Bringing Citations and Usage Metrics Together to Make Data Count

Helena Cousijn; Patricia Feeney; Daniella Lowenberg; Eleonora Presani; Natasha Simons

1. Introduction

The importance and value of sharing data is well known and increasingly accepted by the scientific community (); the benefits too great to ignore. Research can be better validated and understood by fellow researchers. Existing research can be reproduced and expanded. Researchers who want to build on published research can reuse existing data to arrive at new conclusions (). In addition, linking scholarly literature and data leads to increased visibility, discovery and retrieval of both literature and data, facilitating reuse, reproducibility and transparency. In a digital world where data can be more easily shared and documented, scholarly literature and its underpinning data are increasingly seen as inseparable.

At the same time, while the importance of data sharing is accepted, there are essential questions that still require an answer (). For example, why should authors go through the effort of documenting and publishing datasets, if their career depends on the publication of articles ()? How can funding bodies and other assessment boards include data in the evaluation of projects and people when there is no recognized metric or method to measure the quality and impact of the published data? How can the community create the necessary infrastructure for publication and evaluation of data, if there is no standard for metadata and basic attribution information around data?
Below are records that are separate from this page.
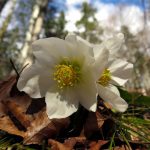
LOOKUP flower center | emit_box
[53,64,80,89]
[98,69,111,86]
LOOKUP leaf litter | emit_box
[0,76,149,150]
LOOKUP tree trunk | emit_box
[18,0,47,65]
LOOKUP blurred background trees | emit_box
[0,0,150,94]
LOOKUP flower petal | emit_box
[104,33,124,56]
[108,59,133,86]
[32,38,72,66]
[76,70,97,112]
[97,85,128,112]
[17,61,42,98]
[65,34,94,56]
[45,91,78,119]
[17,61,52,98]
[93,44,109,80]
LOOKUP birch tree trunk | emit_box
[0,0,16,41]
[18,0,47,65]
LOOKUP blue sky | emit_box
[99,0,142,8]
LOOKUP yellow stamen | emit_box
[98,69,111,86]
[53,64,80,89]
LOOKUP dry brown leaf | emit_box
[89,140,108,150]
[113,145,132,150]
[64,137,86,148]
[3,95,32,128]
[0,116,25,137]
[48,139,72,150]
[48,137,86,150]
[24,109,70,144]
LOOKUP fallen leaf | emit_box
[48,139,72,150]
[0,116,25,137]
[48,137,86,150]
[113,145,132,150]
[3,95,32,128]
[89,140,108,150]
[24,108,70,144]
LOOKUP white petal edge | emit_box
[97,85,128,112]
[108,58,133,86]
[45,91,78,119]
[93,45,109,80]
[76,69,97,112]
[17,62,43,98]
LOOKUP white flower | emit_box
[17,35,109,119]
[94,34,133,112]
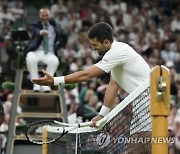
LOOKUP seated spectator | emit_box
[26,7,67,92]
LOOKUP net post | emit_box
[150,66,170,154]
[42,126,48,154]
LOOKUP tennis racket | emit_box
[26,120,92,144]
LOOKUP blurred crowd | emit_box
[0,0,180,154]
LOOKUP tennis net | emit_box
[48,80,152,154]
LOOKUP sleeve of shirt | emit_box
[95,50,127,73]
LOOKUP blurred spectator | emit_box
[26,7,67,92]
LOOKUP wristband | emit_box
[99,105,110,116]
[54,76,65,86]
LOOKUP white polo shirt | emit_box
[95,41,150,93]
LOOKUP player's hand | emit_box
[91,114,103,127]
[31,70,54,86]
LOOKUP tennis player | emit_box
[32,22,150,126]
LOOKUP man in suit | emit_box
[26,7,67,92]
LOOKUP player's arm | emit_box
[100,77,119,109]
[92,77,119,126]
[32,65,105,86]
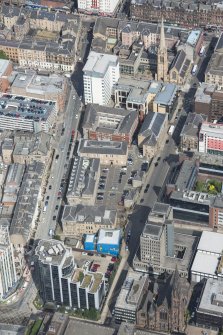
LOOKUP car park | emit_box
[111,256,118,262]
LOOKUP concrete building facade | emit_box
[83,51,119,105]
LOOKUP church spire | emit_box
[159,16,166,50]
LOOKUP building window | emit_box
[160,310,167,321]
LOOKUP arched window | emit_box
[160,310,167,321]
[172,71,177,80]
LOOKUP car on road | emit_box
[111,256,118,263]
[48,229,53,237]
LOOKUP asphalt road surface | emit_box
[35,88,81,239]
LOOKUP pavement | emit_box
[35,88,81,239]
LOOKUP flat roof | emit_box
[98,229,121,244]
[78,138,128,155]
[0,94,55,122]
[198,278,223,317]
[83,51,118,77]
[115,270,148,311]
[64,319,114,335]
[197,231,223,255]
[0,59,10,77]
[187,30,201,47]
[11,71,66,95]
[85,234,95,242]
[191,250,219,276]
[67,157,100,199]
[154,83,177,105]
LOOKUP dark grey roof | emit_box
[215,33,223,52]
[139,112,166,138]
[143,222,163,236]
[78,139,128,155]
[83,104,138,134]
[170,49,190,78]
[62,204,116,226]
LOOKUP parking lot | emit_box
[96,146,146,209]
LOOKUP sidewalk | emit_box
[98,243,129,324]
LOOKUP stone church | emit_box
[137,269,190,332]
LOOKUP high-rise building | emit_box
[78,0,121,15]
[156,18,168,81]
[0,226,17,300]
[133,202,196,277]
[36,240,105,309]
[83,51,120,105]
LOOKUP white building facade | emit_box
[199,122,223,156]
[83,51,120,105]
[0,226,17,300]
[78,0,121,15]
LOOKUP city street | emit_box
[35,88,81,239]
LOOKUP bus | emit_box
[168,124,175,136]
[199,46,205,57]
[191,64,197,76]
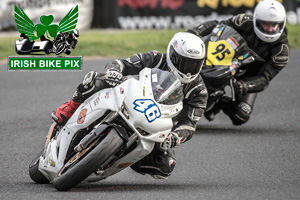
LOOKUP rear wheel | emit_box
[53,128,124,191]
[29,150,50,184]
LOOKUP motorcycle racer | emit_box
[52,32,208,179]
[187,0,289,125]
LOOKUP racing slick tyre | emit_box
[29,150,50,184]
[53,128,124,191]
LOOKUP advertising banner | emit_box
[93,0,300,29]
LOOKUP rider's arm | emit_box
[172,77,208,143]
[241,40,289,93]
[110,51,163,76]
[187,20,218,37]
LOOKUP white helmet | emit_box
[253,0,286,42]
[167,32,205,83]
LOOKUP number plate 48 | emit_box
[133,99,161,123]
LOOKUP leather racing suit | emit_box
[73,51,208,178]
[187,14,289,125]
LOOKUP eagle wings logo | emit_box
[15,5,78,41]
[15,5,79,55]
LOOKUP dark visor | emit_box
[169,45,204,75]
[256,19,284,35]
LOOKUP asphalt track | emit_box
[0,50,300,200]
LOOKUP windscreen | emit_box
[151,68,183,105]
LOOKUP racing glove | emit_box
[105,61,123,87]
[161,132,183,149]
[233,81,249,96]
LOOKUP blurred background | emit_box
[0,0,300,59]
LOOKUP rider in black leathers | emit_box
[187,0,289,125]
[52,32,208,178]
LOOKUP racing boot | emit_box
[52,98,81,125]
[204,101,222,122]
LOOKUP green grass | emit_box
[0,25,300,59]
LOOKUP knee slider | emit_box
[73,71,98,102]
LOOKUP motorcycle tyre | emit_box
[53,129,124,191]
[29,150,50,184]
[55,43,66,55]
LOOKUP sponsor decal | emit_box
[104,92,109,99]
[117,162,133,169]
[77,108,87,124]
[187,49,200,54]
[200,88,207,94]
[94,97,100,106]
[273,44,289,64]
[120,87,124,94]
[226,37,240,49]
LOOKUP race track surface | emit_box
[0,50,300,200]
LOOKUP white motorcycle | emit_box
[29,68,183,191]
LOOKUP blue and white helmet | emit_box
[253,0,286,42]
[167,32,205,84]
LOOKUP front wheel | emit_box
[29,150,50,184]
[53,128,124,191]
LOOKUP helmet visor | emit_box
[256,20,284,35]
[169,45,204,76]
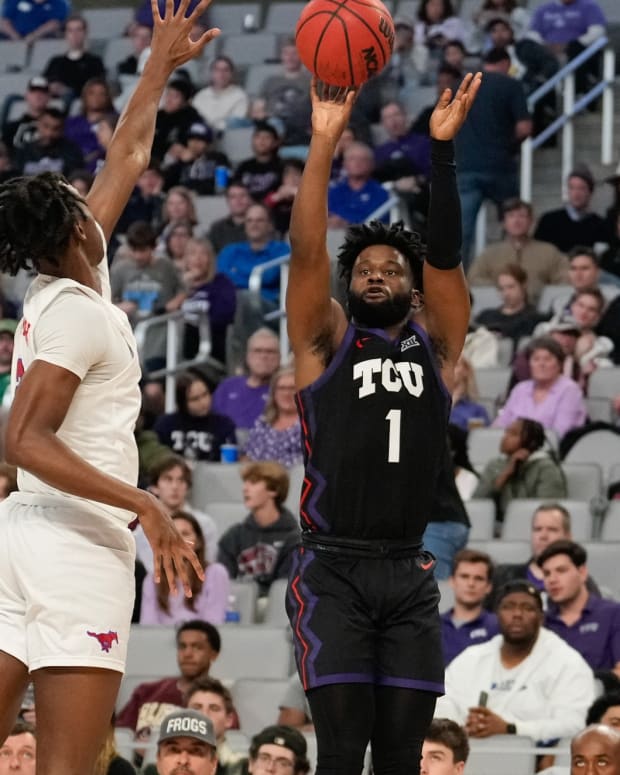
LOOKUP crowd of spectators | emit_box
[0,0,620,775]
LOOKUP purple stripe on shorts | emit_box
[376,676,445,694]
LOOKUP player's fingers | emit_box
[162,550,177,595]
[187,552,205,581]
[454,73,474,100]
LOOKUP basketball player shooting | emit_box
[286,74,481,775]
[0,0,219,775]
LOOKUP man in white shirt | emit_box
[435,580,594,742]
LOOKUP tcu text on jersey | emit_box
[353,358,424,398]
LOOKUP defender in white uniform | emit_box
[0,0,218,775]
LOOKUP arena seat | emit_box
[263,2,306,35]
[26,38,67,75]
[467,538,531,565]
[209,3,262,34]
[601,500,620,544]
[464,498,495,541]
[214,33,279,66]
[207,501,248,537]
[562,463,603,501]
[265,579,289,627]
[210,624,293,681]
[465,735,536,775]
[582,540,620,600]
[0,40,28,73]
[564,430,620,484]
[190,463,243,511]
[502,498,594,541]
[231,678,288,737]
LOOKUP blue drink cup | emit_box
[215,166,228,194]
[220,444,239,463]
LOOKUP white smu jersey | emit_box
[11,226,141,525]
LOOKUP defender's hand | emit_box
[430,73,482,140]
[149,0,220,72]
[310,78,357,143]
[138,493,205,597]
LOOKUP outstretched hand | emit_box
[430,73,482,140]
[150,0,220,77]
[138,494,204,597]
[310,78,357,142]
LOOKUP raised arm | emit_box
[87,0,219,238]
[286,80,355,387]
[424,73,482,389]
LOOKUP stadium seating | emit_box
[231,678,288,737]
[465,498,495,541]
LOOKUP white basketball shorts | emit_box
[0,493,135,673]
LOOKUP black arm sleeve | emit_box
[427,140,463,269]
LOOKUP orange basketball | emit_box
[295,0,394,86]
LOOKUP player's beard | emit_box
[347,289,411,328]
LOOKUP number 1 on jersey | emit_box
[385,409,401,463]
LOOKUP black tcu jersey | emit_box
[297,323,450,541]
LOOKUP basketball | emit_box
[295,0,394,86]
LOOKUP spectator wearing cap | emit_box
[192,55,249,133]
[455,48,532,268]
[435,581,595,743]
[248,725,310,775]
[486,501,601,608]
[493,337,588,438]
[152,77,204,162]
[233,121,282,202]
[538,540,620,678]
[2,75,50,154]
[0,0,70,45]
[14,105,84,177]
[259,38,311,146]
[157,709,217,775]
[163,121,231,196]
[534,167,609,253]
[43,14,105,104]
[0,318,17,403]
[467,197,568,303]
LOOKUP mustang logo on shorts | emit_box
[86,630,118,653]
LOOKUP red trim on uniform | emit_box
[291,574,309,691]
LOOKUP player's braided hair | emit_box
[338,221,426,291]
[0,172,86,275]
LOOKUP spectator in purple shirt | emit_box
[527,0,607,93]
[493,337,587,438]
[213,328,280,436]
[374,102,431,227]
[538,540,620,677]
[441,549,499,665]
[153,369,235,461]
[182,239,237,362]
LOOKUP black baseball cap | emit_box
[157,708,217,748]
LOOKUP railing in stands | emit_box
[521,37,616,202]
[475,37,616,255]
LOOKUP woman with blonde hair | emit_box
[245,366,303,468]
[450,355,490,431]
[140,511,230,625]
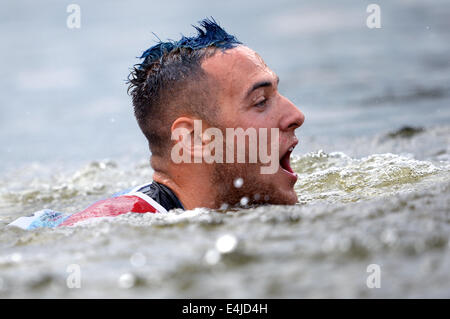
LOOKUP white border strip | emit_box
[127,192,167,213]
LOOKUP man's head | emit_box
[130,20,304,207]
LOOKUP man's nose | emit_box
[281,96,305,130]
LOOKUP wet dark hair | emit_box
[128,18,241,156]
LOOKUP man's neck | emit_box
[151,157,215,209]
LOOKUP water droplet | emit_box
[119,273,136,289]
[233,177,244,188]
[216,235,238,254]
[11,253,22,263]
[130,253,147,267]
[205,249,220,265]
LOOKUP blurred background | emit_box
[0,0,450,172]
[0,0,450,298]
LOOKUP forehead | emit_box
[202,45,276,97]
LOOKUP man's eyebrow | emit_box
[245,76,280,98]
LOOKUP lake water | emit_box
[0,0,450,298]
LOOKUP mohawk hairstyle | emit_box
[128,17,242,156]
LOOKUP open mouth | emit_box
[280,147,294,173]
[280,143,297,179]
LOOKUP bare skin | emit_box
[151,46,305,209]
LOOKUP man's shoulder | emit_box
[9,182,167,230]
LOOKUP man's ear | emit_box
[170,116,203,163]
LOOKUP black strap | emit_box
[139,181,184,211]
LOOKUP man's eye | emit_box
[255,99,267,107]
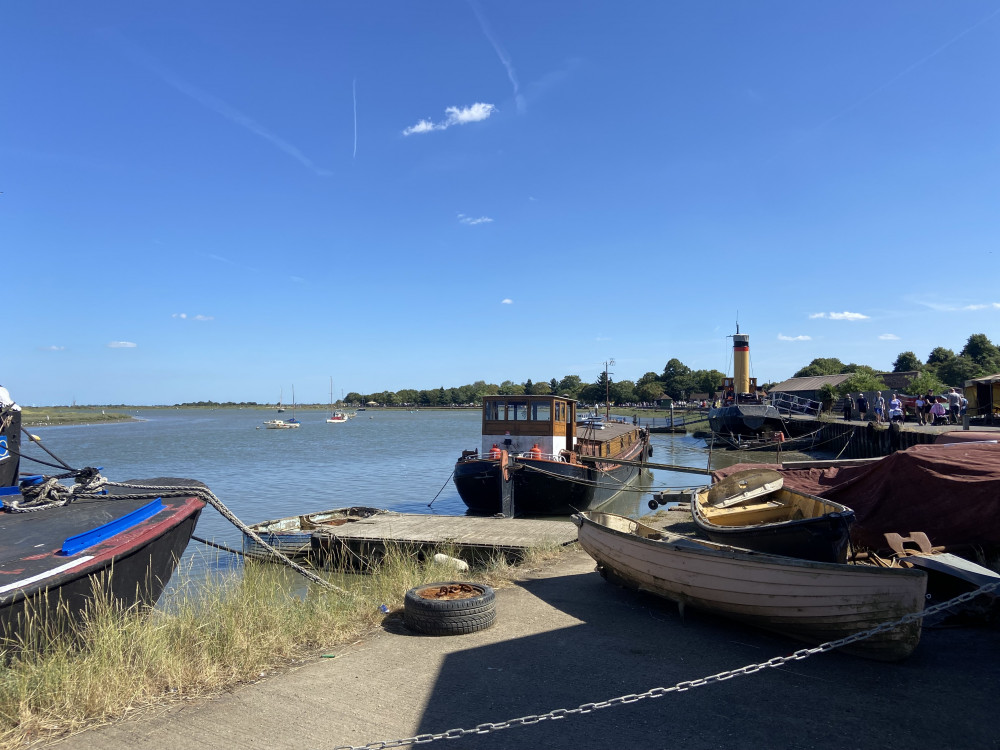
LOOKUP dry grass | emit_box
[0,547,564,749]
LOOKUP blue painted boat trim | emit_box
[59,497,165,556]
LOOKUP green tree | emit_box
[557,375,583,398]
[660,358,694,400]
[611,380,636,404]
[819,383,850,411]
[500,380,524,396]
[937,354,988,386]
[837,365,889,396]
[635,380,663,403]
[927,346,955,367]
[692,370,726,399]
[906,370,945,396]
[792,357,847,378]
[892,352,924,372]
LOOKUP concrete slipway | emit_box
[57,550,1000,750]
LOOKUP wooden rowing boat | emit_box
[243,506,389,560]
[573,511,927,661]
[691,469,854,563]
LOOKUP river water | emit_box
[21,409,805,580]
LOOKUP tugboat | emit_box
[455,395,651,516]
[708,323,784,440]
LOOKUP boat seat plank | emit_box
[314,513,576,549]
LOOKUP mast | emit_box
[733,323,750,394]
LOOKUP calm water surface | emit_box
[21,409,812,576]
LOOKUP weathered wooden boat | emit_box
[243,506,389,560]
[0,406,211,647]
[708,325,788,442]
[0,478,205,640]
[691,469,854,563]
[454,395,651,516]
[573,511,927,661]
[264,419,301,430]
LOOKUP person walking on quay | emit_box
[875,391,885,424]
[889,393,906,422]
[948,388,962,424]
[858,393,868,422]
[844,393,854,422]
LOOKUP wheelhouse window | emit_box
[531,401,552,422]
[486,401,507,422]
[507,401,528,422]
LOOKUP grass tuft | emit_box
[0,547,565,750]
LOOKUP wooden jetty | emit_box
[312,513,576,564]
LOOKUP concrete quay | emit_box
[62,548,1000,750]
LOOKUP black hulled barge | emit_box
[455,395,650,516]
[708,325,784,438]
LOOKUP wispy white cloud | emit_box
[111,34,333,177]
[469,0,527,112]
[815,8,1000,131]
[962,302,1000,310]
[915,299,1000,312]
[403,102,497,135]
[809,312,868,320]
[458,214,493,227]
[170,313,215,321]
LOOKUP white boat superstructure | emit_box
[264,419,300,430]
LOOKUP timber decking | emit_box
[312,513,576,550]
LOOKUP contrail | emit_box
[816,8,1000,130]
[469,0,525,112]
[106,34,333,177]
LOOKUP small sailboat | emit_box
[326,375,347,424]
[285,385,300,427]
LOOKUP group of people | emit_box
[844,388,969,425]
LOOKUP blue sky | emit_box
[0,0,1000,404]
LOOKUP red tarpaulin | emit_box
[712,443,1000,549]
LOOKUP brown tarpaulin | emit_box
[712,443,1000,549]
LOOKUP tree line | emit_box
[792,333,1000,408]
[344,359,725,406]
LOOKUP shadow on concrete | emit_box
[408,573,1000,750]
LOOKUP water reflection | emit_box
[21,409,828,584]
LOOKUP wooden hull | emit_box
[454,444,645,516]
[243,506,388,560]
[691,487,854,563]
[708,404,784,437]
[0,479,205,639]
[573,512,927,661]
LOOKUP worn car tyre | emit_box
[403,581,496,635]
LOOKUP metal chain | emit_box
[333,581,1000,750]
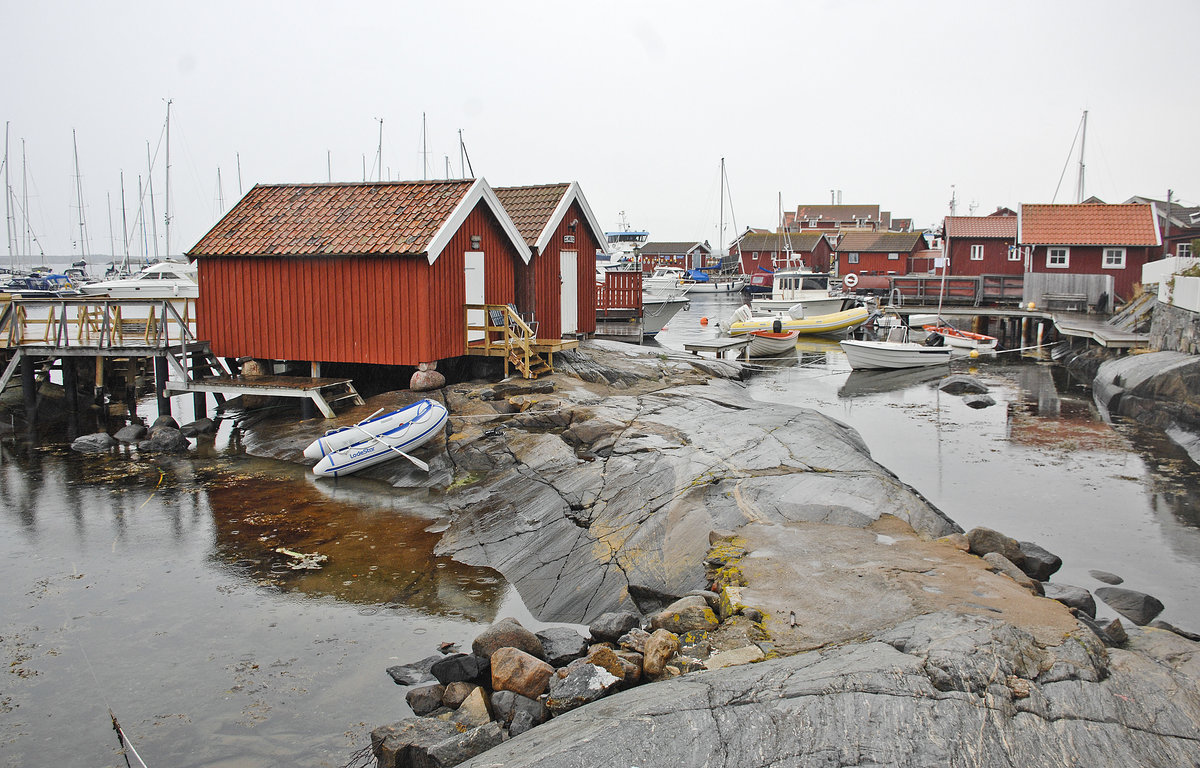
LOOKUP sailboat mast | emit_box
[71,128,88,262]
[162,98,170,259]
[1075,109,1087,203]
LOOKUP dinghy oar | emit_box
[340,425,430,472]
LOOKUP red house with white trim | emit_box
[942,214,1025,275]
[1016,203,1163,301]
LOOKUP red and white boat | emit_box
[922,324,1000,352]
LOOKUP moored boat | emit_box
[304,400,449,478]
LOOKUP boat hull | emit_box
[728,307,871,336]
[839,338,950,371]
[305,400,449,478]
[746,331,800,358]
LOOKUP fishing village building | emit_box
[1016,203,1163,304]
[187,179,568,376]
[496,182,605,338]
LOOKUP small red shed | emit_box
[943,214,1025,275]
[496,181,606,338]
[187,179,529,366]
[1016,203,1163,300]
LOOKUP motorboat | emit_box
[304,400,449,478]
[746,330,800,358]
[751,268,850,317]
[642,290,691,338]
[79,262,200,299]
[720,305,871,336]
[838,325,950,371]
[922,323,1000,352]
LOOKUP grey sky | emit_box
[0,0,1200,263]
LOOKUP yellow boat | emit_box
[722,306,871,336]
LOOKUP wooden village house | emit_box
[187,179,576,384]
[1016,203,1163,305]
[496,182,605,338]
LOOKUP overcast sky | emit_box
[0,0,1200,263]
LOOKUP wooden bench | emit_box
[1042,293,1087,312]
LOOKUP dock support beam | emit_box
[154,355,170,416]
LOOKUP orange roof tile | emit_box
[493,184,571,247]
[946,216,1016,240]
[187,180,474,257]
[1020,203,1162,246]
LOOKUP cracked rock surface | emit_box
[463,612,1200,768]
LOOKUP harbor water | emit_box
[0,290,1200,768]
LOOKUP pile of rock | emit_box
[946,528,1198,646]
[71,415,216,454]
[371,534,770,768]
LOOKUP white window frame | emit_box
[1100,247,1126,269]
[1046,246,1070,269]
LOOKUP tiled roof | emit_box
[946,216,1016,240]
[188,179,475,257]
[838,232,925,253]
[637,240,712,254]
[494,184,571,247]
[796,205,880,222]
[1020,203,1162,246]
[742,232,824,253]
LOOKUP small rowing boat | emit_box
[922,324,1000,352]
[304,400,449,478]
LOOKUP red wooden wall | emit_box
[197,203,520,365]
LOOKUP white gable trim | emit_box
[425,178,532,264]
[534,181,608,253]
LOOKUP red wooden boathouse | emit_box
[496,181,606,338]
[187,179,530,366]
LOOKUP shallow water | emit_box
[658,290,1200,631]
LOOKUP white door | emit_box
[462,251,485,342]
[558,251,580,336]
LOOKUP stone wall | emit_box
[1150,302,1200,354]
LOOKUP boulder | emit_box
[492,648,554,698]
[1096,587,1164,626]
[937,373,989,395]
[1087,570,1124,586]
[1016,541,1062,581]
[371,718,461,768]
[492,691,550,726]
[71,432,116,454]
[650,596,720,635]
[386,656,442,685]
[642,629,679,679]
[150,413,179,432]
[408,371,446,392]
[422,722,504,768]
[983,552,1042,595]
[138,429,191,454]
[535,626,588,667]
[962,395,996,410]
[470,618,546,659]
[450,685,492,728]
[1042,582,1096,619]
[113,424,146,443]
[588,611,642,643]
[404,683,446,715]
[442,680,479,709]
[430,653,492,685]
[967,528,1025,568]
[546,664,620,718]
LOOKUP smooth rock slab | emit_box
[1096,587,1165,626]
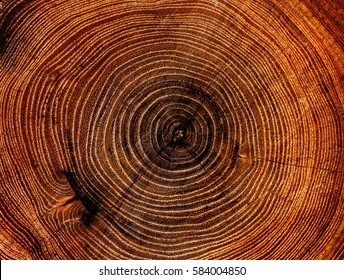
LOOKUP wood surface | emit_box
[0,0,344,259]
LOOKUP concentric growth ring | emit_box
[0,0,344,259]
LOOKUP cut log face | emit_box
[0,0,344,259]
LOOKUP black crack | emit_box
[64,170,99,226]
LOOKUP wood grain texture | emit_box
[0,0,344,259]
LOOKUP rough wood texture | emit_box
[0,0,344,259]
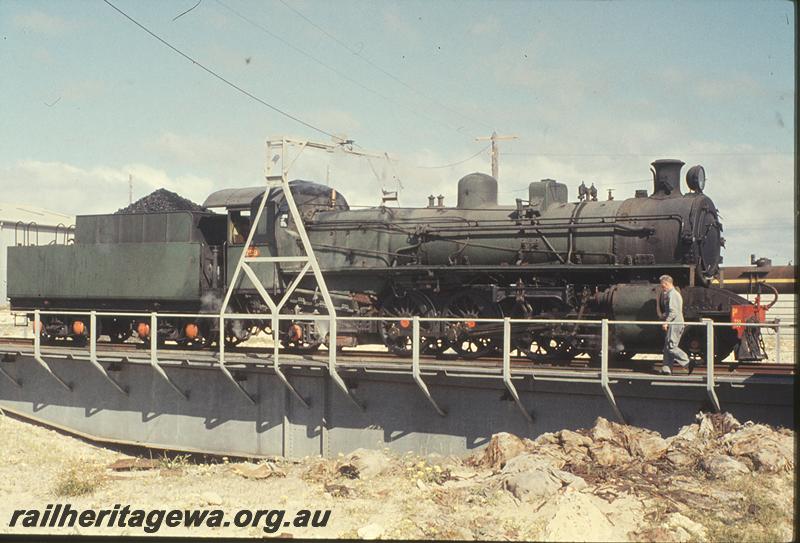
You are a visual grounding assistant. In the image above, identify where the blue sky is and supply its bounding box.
[0,0,795,264]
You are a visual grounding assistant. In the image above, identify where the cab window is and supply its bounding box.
[228,209,250,245]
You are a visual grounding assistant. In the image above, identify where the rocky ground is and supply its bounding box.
[0,415,794,541]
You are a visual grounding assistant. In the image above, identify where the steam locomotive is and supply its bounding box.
[8,160,764,361]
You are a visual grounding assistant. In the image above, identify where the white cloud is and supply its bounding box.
[0,160,216,215]
[13,10,76,36]
[0,142,795,265]
[469,15,500,36]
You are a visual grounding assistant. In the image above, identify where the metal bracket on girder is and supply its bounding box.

Several RDA projects are underway to provide answers to these questions by creating a framework to measure data reuse in a standardized fashion.

Finding the right way to measure the impact of shared data is crucial if research data is to be included as one of the scholarly outputs used for research evaluation. The current meritocratic system in academia relies heavily on the publication of scientific results in recognized academic journals, supported by an international editorial board and peer review system. The most commonly used metric to measure the impact of a publication is counting the number of times it receives a citation from other publications that are also peer reviewed and published in recognized journals. This currently offers a base to support quality assessments for research projects, career advancement, and funding opportunities ().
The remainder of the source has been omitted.